时维六月,李愬的七兄李宪从襄阳来信,邀请李听到山南东道节度使于頔幕府任职。李宪与李愬年岁相仿,众兄弟中二人最亲近,先前李宪在京为官,也是闲职,而且只有七品。后来受于頔之邀,去往襄阳做了他的幕僚,至今已有数年。
接到李宪来信,李听喜出望外,欣然前往襄阳。
两兄弟先后到地方任职,李愬出京之心更甚,但却又不忍远离妻子,以致犹豫不决。其妻韦汐不是普通女子,乃是德宗嫡长女唐安公主之女,也即李纯表妹。
唐安公主与顺宗李诵是一母所生,母亲为昭德皇后王氏。泾原兵变时,她随德宗逃难,辗转奉天、汉中,由于车马劳顿,不幸病逝,年仅二十三岁。
而韦汐是唐安公主独女,唐安死后,德宗将对长女的爱全部倾注到韦汐身上,对她的宠爱程度甚至超越了公主,在她及笄之后,更是在为其精心挑选了一位良婿,以公主之礼下嫁。
这桩姻缘似乎是注定好的,因为在德宗看来,只有李晟之子才配得上他的宝贝孙女。李晟有十五子,排行第八的李愬年龄合适,德行出众,被人称作“小太尉”(李晟生前官至太尉),是不二人选。
结婚十年,李愬一直未曾纳妾,与韦汐夫妻恩爱有加,二人生有二子,长子年方七岁,幼子才出生不久。因此李愬放心不下。
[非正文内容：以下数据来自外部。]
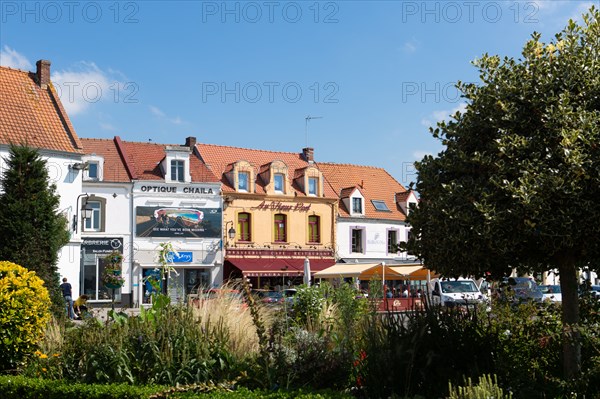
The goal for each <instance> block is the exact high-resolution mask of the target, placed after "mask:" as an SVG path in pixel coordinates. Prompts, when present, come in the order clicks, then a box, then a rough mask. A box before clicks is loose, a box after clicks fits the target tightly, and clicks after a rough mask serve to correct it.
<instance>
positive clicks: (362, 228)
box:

韦汐见李愬愁眉不展,知他有心事,便询问缘由。李愬毫不隐瞒,便将离京的想法说了一遍。而韦汐听后不悲反喜:“妾知夫君素怀大志,必定不会久居京中,既有出京之心,何不奏请外调?”
李愬答:“我亦有此意,只是放心不下你。”
韦汐笑道:“我母子在京城,衣食无忧,又有圣上恩泽庇护,夫君何须牵挂。”
“可是…”李愬仍有迟疑。
不等他再说,韦汐又道:“你若是放心不下,那等二郎满了周岁,妾便去寻你,也好一家人团聚。”
李愬这才打消顾虑,思忖片刻后道:“既如此,我这便上表。”
随即撰写表奏,请求出京担任刺史。